SunHaoOne commented 7 months ago

Hi, @kennethweitzel

What do you use for k in this case?

Since we aim to deploy the model, using radius can cause dynamic dimensions due to non-zero elements, which leads to increased computation time. Therefore, we limit this using topK. Through data analysis, for example, by taking some coordinates from datasets to calculate connectivity relationships, we can identify a balance point that enables us to establish a correlation between the values of r and k. For instance, in my scenario, we use k = 15 but you can adjust k according to different r values, from r = 50, 100, 150.

And also the function you provided seems like it can't handle batches. How did you handle that?

To simplify for inference, we removed the batch dimension. My understanding is that the Batch data structure in torch_geometric is obtained by stacking each graph's relationships. Similarly, you can iterate over the batch dimension, calculate their connectivity relationships for each dimension, and then merge this dimension in the results.

xiaowuge1201 commented 4 months ago

hello, @SunHaoOne How to utilize the features of the previous frame for online deployment???

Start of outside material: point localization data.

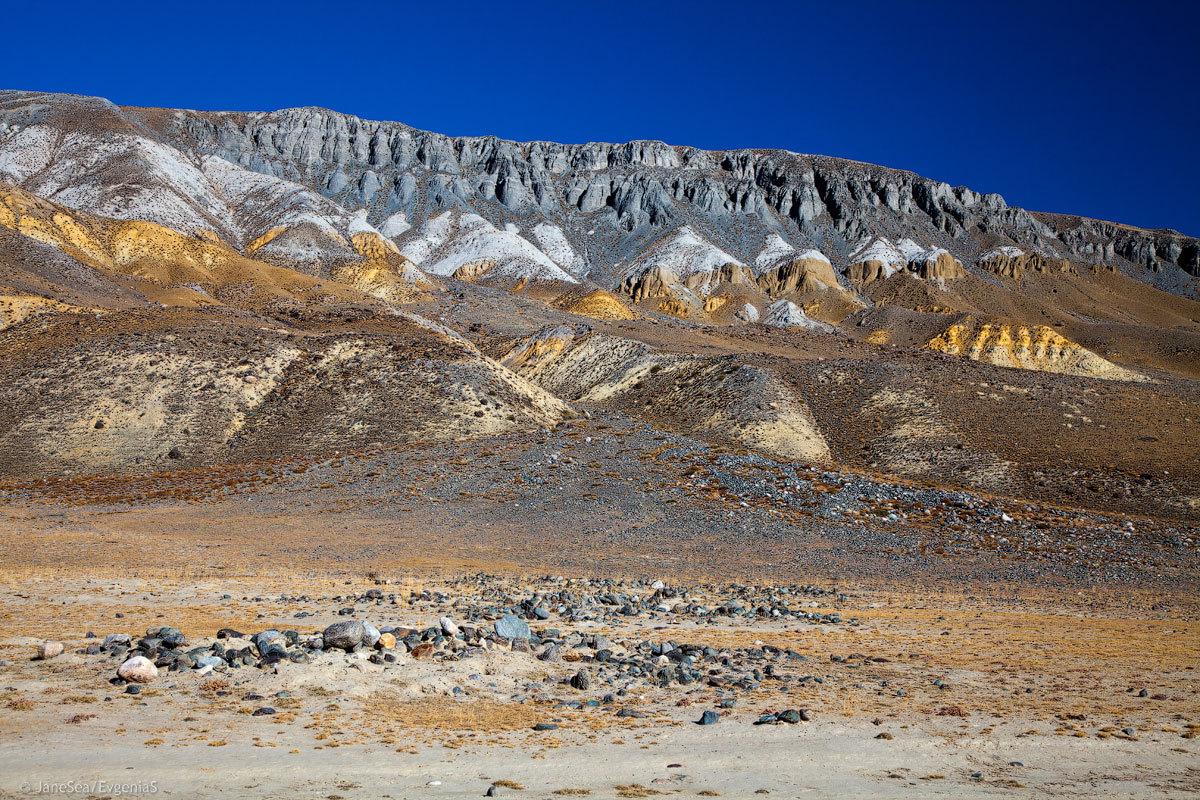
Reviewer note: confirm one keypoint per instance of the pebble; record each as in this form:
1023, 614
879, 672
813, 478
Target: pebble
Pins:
49, 650
138, 669
511, 627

ares89 commented 4 months ago

Hi, @kennethweitzel

What do you use for k in this case?

Since we aim to deploy the model, using radius can cause dynamic dimensions due to non-zero elements, which leads to increased computation time. Therefore, we limit this using topK. Through data analysis, for example, by taking some coordinates from datasets to calculate connectivity relationships, we can identify a balance point that enables us to establish a correlation between the values of r and k. For instance, in my scenario, we use k = 15 but you can adjust k according to different r values, from r = 50, 100, 150.

And also the function you provided seems like it can't handle batches. How did you handle that?

To simplify for inference, we removed the batch dimension. My understanding is that the Batch data structure in torch_geometric is obtained by stacking each graph's relationships. Similarly, you can iterate over the batch dimension, calculate their connectivity relationships for each dimension, and then merge this dimension in the results.

radius() radius_graph() can be calculated in data processing stage.

SunHaoOne commented 4 months ago

radius() radius_graph() can be calculated in data processing stage.

You are right. The edge radius can be calculated offline. However, during online inference, this procedure cannot be accelerated by TensorRT. I think tt is recommended to use this function in the ONNX file.